„Jetzt glühen die Finger“ Leonard Rees überzeugt im Ruller Haus am Cello

Nachwuchstalent: Leonhard Rees. Foto: Thomas OsterfeldNachwuchstalent: Leonhard Rees. Foto: Thomas Osterfeld

Osnabrück. Mit einem ausgesprochen bunten Programm präsentierte der 17-jährige Leonard Rees die Möglichkeiten seines Cellos. Unterstützung erhielt er von Prof. Peter Florian und seiner kleinen Schwester Sophie Charlotte Rees.

„Ich bin jung und dynamisch und möchte immer die schnellen, hohen Töne spielen.“ Leonard Rees hat die ersten Stücke seines Programms im Ruller Haus unter dem Motto „Virtuosität“ zusammengefasst, und so geht es gleich zu Anfang hoch her. Mit Bearbeitungen nach Paganini oder effektvoll-dankbaren Stücken der Cellovirtuosen Alfredo Piatti und David Popper zeigt der Cellist, welche technischen Kniffe er inzwischen draufhat: Doppelgriffe, Flageolett, flinke Finger...t.

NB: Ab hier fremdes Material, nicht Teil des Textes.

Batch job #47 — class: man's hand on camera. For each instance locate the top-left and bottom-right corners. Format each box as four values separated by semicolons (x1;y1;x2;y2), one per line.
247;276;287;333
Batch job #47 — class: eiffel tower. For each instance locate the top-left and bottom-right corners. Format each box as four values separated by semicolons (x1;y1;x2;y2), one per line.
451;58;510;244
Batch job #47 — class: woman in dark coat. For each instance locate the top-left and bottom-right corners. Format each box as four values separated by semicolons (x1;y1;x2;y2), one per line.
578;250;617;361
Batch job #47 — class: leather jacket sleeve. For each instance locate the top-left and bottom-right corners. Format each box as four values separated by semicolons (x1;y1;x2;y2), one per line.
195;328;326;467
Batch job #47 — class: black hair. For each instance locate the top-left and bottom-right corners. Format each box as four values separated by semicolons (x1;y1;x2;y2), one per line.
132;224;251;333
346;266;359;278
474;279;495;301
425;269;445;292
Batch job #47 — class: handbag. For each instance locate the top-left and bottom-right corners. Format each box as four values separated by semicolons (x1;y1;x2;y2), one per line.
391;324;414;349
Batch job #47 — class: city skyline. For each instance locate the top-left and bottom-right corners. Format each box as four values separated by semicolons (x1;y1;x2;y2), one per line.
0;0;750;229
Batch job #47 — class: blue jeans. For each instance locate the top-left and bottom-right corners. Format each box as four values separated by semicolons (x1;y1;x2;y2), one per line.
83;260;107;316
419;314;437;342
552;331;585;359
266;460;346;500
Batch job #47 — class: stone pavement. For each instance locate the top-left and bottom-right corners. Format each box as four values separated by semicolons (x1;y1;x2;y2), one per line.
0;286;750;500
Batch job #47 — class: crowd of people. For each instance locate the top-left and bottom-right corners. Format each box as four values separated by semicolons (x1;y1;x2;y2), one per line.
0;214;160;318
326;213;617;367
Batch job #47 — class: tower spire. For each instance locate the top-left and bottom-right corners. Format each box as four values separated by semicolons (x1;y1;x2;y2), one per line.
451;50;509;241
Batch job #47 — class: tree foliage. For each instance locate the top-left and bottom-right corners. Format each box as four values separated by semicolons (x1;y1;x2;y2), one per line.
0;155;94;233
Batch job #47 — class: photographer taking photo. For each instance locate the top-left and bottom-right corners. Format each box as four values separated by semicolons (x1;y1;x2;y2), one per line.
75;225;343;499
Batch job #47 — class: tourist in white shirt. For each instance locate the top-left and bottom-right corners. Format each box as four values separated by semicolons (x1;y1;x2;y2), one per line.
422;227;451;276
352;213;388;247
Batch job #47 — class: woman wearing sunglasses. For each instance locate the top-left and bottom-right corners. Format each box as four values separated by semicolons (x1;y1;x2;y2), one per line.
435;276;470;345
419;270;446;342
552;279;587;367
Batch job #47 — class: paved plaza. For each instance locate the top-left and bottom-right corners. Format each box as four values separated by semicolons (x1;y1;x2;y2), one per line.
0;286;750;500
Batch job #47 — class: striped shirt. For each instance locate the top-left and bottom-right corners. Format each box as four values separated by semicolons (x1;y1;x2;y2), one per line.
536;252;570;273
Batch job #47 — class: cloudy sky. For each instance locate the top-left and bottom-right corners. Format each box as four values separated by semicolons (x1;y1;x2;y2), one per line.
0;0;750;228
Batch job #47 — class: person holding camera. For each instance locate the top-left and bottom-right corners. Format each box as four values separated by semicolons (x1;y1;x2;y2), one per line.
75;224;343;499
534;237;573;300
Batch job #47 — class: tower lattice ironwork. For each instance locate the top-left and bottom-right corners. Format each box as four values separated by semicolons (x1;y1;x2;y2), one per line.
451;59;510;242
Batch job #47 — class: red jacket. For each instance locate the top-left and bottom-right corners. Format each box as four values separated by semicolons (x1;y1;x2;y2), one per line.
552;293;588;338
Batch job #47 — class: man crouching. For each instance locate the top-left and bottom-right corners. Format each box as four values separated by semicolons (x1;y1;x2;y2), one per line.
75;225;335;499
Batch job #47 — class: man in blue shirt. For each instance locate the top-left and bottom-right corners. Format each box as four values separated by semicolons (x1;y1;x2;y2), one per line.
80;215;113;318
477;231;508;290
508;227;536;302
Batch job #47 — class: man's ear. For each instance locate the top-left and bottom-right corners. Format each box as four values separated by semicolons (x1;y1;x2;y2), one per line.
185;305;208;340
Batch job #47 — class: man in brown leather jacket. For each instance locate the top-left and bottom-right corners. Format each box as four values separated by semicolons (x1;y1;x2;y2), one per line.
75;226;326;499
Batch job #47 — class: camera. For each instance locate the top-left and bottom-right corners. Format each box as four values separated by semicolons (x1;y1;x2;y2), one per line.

Leonard Rees ist jetzt 17 Jahre alt und macht gerade sein Abitur, noch hat er also den Jugend-Bonus, der ihm aber im Studium wohl nicht mehr lange erhalten bleibt. Doch das macht nichts, denn im Ruller Haus erlebt man einen inzwischen selbstbewussten jungen Mann, der nicht nur technisch auf seinem Instrument ziemlich fit ist, sondern auch sicher in der Gestaltung und expressiv im Ausdruck.

Außerdem moderiert Leonard Rees sein Konzert auch recht gekonnt: „Jetzt glühen mir die Finger“, meint er etwa nach dem ersten Block und leitet über zu einem ruhigeren „Lied ohne Worte“ von Felix Mendelssohn Bartholdy.

Leonard Rees bestreitet das Konzert jedoch nicht alleine. Den Part seiner erkrankten Mitschülerin Andrea Volk, für die eigentlich der Platz am Flügel reserviert war, übernahm kurzfristig Prof. Peter Florian, und Sophie Charlotte Rees, die zwei Jahre jüngere Schwester, hat ebenfalls ihr Cello dabei.

Mit eher einfachen Begleitstimmen lassen sie ihn erst richtig glänzen. Doch auch die kleine Schwester hat mehr drauf: Sophie verlässt schließlich die begleitende Rolle in der Bearbeitung einer Bearbeitung. Paganini hat sich ein Thema von Rossini für Geige zurechtgelegt, und das wiederum ist nun in einer Fassung für zwei Celli zu hören, bei der Thema und Begleitung auf beide Parts virtuos verteilt sind und bei der die Geschwister Rees auch ein paar Show-Effekte einbauen.

„Diversity of Cello“ hat Leonard Rees sein Programm genannt, und als sei das bisher noch nicht bunt genug gewesen, gibt es noch klassische Klänge von Boccherini, Oper von Wagner, Neue Musik von Lutoslawski und als Zugabe Musik der Bands Coldplay und Nirvana.